In a brief announcement on Monday, the company said it had confidentially submitted a draft S-1 registration statement to the U.S. Securities and Exchange Commission for a proposed initial public offering. The filing doesn’t reveal a share price, a fundraising target, or even a timeline. For now, it simply gives Anthropic the option to go public once the SEC review process is complete.

Just a few years ago, Anthropic was a small group of former OpenAI researchers trying to build an alternative vision for advanced AI. Today, it sits among the handful of companies shaping the industry’s future and that’s why this filing matters.

It’s one of the world’s most influential AI labs beginning the transition from a privately funded research company to a business that may eventually answer to public shareholders.

For most of the AI boom, the biggest bets were made behind closed doors. Venture firms, sovereign wealth funds, and tech giants supplied the capital while the public watched from the outside. Anthropic’s filing suggests that era may be starting to change.

From research lab to AI giant

It’s easy to forget that Anthropic wasn’t supposed to be the company leading this conversation.

When the startup launched in 2021, OpenAI dominated the headlines. ChatGPT didn’t exist yet, but OpenAI was already viewed as the clear frontrunner in large language models. Anthropic was the smaller rival founded by former OpenAI employees who believed AI systems needed stronger safety guardrails.

For a while, the company was mostly known for that safety-first reputation.

Then Claude started getting better. Over the last two years, Anthropic evolved from an interesting alternative into one of the few AI companies consistently competing at the frontier. It landed major enterprise customers, attracted billions in funding, and became a serious contender in the race to build the most capable AI models.

Anthropic recently said its annualized revenue run rate had climbed past $47 billion, up from $9 billion at the end of 2025. Few software companies in history have grown that quickly.

Anthropic isn’t going public because it’s searching for relevance. It’s filing after already becoming one of the most valuable private companies in the world.

The IPO isn’t the real test

Private investors have spent the last few years pricing AI almost entirely on potential. Revenue growth matters, but the bigger story has been the belief that frontier AI companies could become the most valuable businesses in the world.

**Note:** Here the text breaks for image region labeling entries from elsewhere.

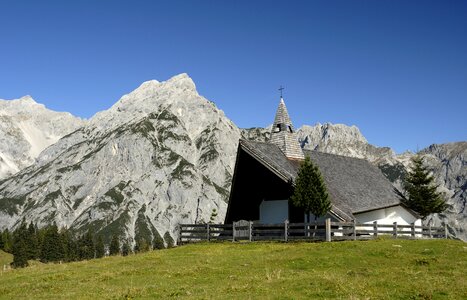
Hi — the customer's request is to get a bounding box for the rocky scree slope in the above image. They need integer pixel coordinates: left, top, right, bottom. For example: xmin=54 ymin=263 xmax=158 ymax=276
xmin=0 ymin=96 xmax=84 ymax=180
xmin=0 ymin=74 xmax=240 ymax=242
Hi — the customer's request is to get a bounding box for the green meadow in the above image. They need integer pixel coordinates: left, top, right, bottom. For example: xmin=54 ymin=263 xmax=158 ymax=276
xmin=0 ymin=239 xmax=467 ymax=299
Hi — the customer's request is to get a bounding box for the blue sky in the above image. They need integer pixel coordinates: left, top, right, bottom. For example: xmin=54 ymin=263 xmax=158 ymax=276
xmin=0 ymin=0 xmax=467 ymax=152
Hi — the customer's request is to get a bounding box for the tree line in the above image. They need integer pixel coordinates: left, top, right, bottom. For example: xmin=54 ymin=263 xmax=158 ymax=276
xmin=0 ymin=220 xmax=174 ymax=268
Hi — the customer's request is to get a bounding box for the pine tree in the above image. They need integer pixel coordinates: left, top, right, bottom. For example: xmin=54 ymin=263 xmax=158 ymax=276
xmin=0 ymin=228 xmax=13 ymax=253
xmin=290 ymin=157 xmax=331 ymax=219
xmin=209 ymin=208 xmax=217 ymax=224
xmin=134 ymin=238 xmax=150 ymax=253
xmin=401 ymin=155 xmax=448 ymax=219
xmin=12 ymin=220 xmax=28 ymax=268
xmin=26 ymin=222 xmax=39 ymax=259
xmin=40 ymin=223 xmax=65 ymax=262
xmin=78 ymin=231 xmax=96 ymax=260
xmin=152 ymin=233 xmax=165 ymax=250
xmin=60 ymin=228 xmax=78 ymax=261
xmin=96 ymin=235 xmax=105 ymax=258
xmin=122 ymin=241 xmax=131 ymax=256
xmin=164 ymin=231 xmax=175 ymax=248
xmin=109 ymin=235 xmax=120 ymax=255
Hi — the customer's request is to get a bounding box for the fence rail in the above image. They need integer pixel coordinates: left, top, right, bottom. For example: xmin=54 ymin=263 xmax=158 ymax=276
xmin=179 ymin=219 xmax=448 ymax=244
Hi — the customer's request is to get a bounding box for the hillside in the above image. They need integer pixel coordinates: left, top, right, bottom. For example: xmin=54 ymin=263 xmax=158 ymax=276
xmin=0 ymin=239 xmax=467 ymax=299
xmin=0 ymin=96 xmax=85 ymax=180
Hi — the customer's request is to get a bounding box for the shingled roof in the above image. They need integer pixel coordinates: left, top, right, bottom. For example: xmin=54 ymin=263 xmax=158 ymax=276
xmin=240 ymin=140 xmax=400 ymax=220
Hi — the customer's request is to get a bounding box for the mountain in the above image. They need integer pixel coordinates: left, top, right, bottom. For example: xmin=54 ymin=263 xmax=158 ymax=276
xmin=0 ymin=74 xmax=467 ymax=242
xmin=0 ymin=96 xmax=84 ymax=180
xmin=0 ymin=74 xmax=240 ymax=245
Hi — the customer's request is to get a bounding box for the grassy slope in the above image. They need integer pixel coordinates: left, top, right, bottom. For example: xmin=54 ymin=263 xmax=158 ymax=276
xmin=0 ymin=250 xmax=13 ymax=268
xmin=0 ymin=240 xmax=467 ymax=299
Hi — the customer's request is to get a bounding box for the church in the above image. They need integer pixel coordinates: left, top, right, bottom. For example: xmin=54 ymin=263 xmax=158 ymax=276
xmin=225 ymin=96 xmax=421 ymax=225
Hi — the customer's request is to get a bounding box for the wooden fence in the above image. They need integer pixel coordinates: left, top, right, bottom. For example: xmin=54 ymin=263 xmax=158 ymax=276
xmin=179 ymin=219 xmax=448 ymax=244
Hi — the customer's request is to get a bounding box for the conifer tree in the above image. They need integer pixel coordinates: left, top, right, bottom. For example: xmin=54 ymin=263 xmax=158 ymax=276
xmin=78 ymin=230 xmax=96 ymax=260
xmin=26 ymin=221 xmax=39 ymax=259
xmin=40 ymin=222 xmax=65 ymax=262
xmin=60 ymin=228 xmax=78 ymax=261
xmin=290 ymin=157 xmax=331 ymax=219
xmin=152 ymin=233 xmax=165 ymax=250
xmin=122 ymin=241 xmax=131 ymax=256
xmin=209 ymin=208 xmax=217 ymax=224
xmin=400 ymin=155 xmax=448 ymax=219
xmin=96 ymin=235 xmax=105 ymax=258
xmin=109 ymin=234 xmax=120 ymax=255
xmin=12 ymin=220 xmax=28 ymax=268
xmin=164 ymin=231 xmax=175 ymax=248
xmin=0 ymin=228 xmax=13 ymax=253
xmin=134 ymin=238 xmax=150 ymax=253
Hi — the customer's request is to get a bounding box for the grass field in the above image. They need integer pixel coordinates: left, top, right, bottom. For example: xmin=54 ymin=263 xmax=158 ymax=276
xmin=0 ymin=239 xmax=467 ymax=299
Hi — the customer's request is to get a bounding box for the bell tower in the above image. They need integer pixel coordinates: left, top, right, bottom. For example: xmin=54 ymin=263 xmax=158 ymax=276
xmin=269 ymin=93 xmax=305 ymax=159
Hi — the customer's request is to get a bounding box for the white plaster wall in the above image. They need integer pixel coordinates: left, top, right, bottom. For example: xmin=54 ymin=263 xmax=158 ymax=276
xmin=354 ymin=205 xmax=422 ymax=233
xmin=259 ymin=200 xmax=289 ymax=224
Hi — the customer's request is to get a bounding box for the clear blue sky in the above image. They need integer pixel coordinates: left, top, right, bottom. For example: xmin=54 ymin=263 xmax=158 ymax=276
xmin=0 ymin=0 xmax=467 ymax=152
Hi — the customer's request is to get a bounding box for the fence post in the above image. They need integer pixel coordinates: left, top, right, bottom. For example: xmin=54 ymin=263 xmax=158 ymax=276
xmin=352 ymin=219 xmax=357 ymax=241
xmin=232 ymin=222 xmax=235 ymax=242
xmin=326 ymin=218 xmax=331 ymax=242
xmin=373 ymin=221 xmax=378 ymax=238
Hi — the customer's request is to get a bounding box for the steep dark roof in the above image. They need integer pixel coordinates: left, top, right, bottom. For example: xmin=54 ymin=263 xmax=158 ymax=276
xmin=240 ymin=140 xmax=400 ymax=220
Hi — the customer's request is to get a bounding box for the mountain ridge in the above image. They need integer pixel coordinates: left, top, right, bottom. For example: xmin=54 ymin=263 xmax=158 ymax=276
xmin=0 ymin=74 xmax=467 ymax=242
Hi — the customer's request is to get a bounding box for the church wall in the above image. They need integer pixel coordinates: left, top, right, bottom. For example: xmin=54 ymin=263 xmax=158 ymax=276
xmin=225 ymin=149 xmax=292 ymax=224
xmin=354 ymin=205 xmax=422 ymax=236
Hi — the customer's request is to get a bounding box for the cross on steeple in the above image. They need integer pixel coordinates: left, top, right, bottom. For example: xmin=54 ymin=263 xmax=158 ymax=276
xmin=279 ymin=85 xmax=284 ymax=98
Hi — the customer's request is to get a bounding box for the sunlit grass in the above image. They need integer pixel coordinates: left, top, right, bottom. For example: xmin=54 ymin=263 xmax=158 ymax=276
xmin=0 ymin=239 xmax=467 ymax=299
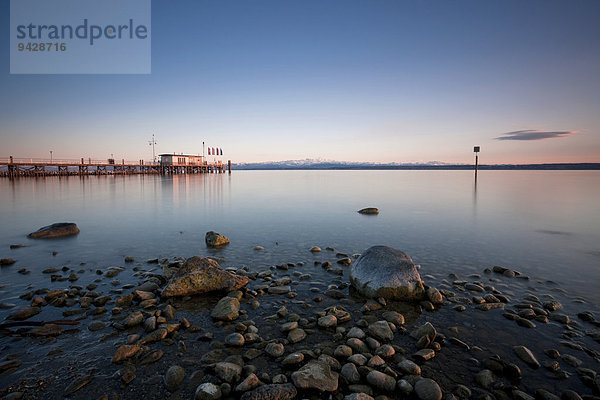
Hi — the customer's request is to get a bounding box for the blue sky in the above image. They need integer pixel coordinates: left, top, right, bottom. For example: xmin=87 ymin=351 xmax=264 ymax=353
xmin=0 ymin=0 xmax=600 ymax=163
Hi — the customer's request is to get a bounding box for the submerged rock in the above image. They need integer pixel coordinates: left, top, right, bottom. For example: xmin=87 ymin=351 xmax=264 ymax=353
xmin=350 ymin=246 xmax=425 ymax=300
xmin=27 ymin=222 xmax=79 ymax=239
xmin=241 ymin=383 xmax=298 ymax=400
xmin=209 ymin=231 xmax=229 ymax=247
xmin=161 ymin=256 xmax=248 ymax=297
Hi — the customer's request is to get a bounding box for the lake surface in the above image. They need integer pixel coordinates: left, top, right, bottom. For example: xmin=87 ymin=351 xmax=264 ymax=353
xmin=0 ymin=171 xmax=600 ymax=304
xmin=0 ymin=171 xmax=600 ymax=399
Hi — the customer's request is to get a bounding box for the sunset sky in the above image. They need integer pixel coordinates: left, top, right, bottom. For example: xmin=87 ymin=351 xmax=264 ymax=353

Public markets tend to be less patient. Once Anthropic is public, investors won’t just be buying a vision of the future. They’ll be watching customer growth, margins, infrastructure costs, and whether the company can keep turning cutting-edge research into products that enterprises are willing to pay for.

Those reported revenue run rate above $47 billion numbers suggest demand for Claude is actually true but public markets have a habit of asking: Can this growth continue?

For years, AI companies have been rewarded for building larger models and attracting more users. Public shareholders may care more about whether those users become durable, profitable businesses.

The filing doesn’t answer that question. It simply starts the clock.

Related: Anthropic Says Mythos Isn’t Public Yet. ‘Mythos 1’ Keeps Appearing Anyway.

This isn’t just about Anthropic

Anthropic may be the company filing the paperwork, but the implications extend far beyond one AI lab.

For years, the AI boom has been funded by private capital. Investors poured money into companies like Anthropic and OpenAI because they believed AI would reshape entire industries. The public had little direct exposure to those bets.

That is starting to change. If Anthropic ultimately goes public, it won’t just become another listed technology company. It will become one of the first opportunities for public investors to directly buy into a frontier AI lab.

And it probably won’t be the last.

OpenAI continues to raise money at enormous valuations, and sooner or later investors will begin asking the same question about every major AI company: what happens when these businesses are judged quarter by quarter instead of funding round by funding round?

The next phase of the AI race may look very different from the last one.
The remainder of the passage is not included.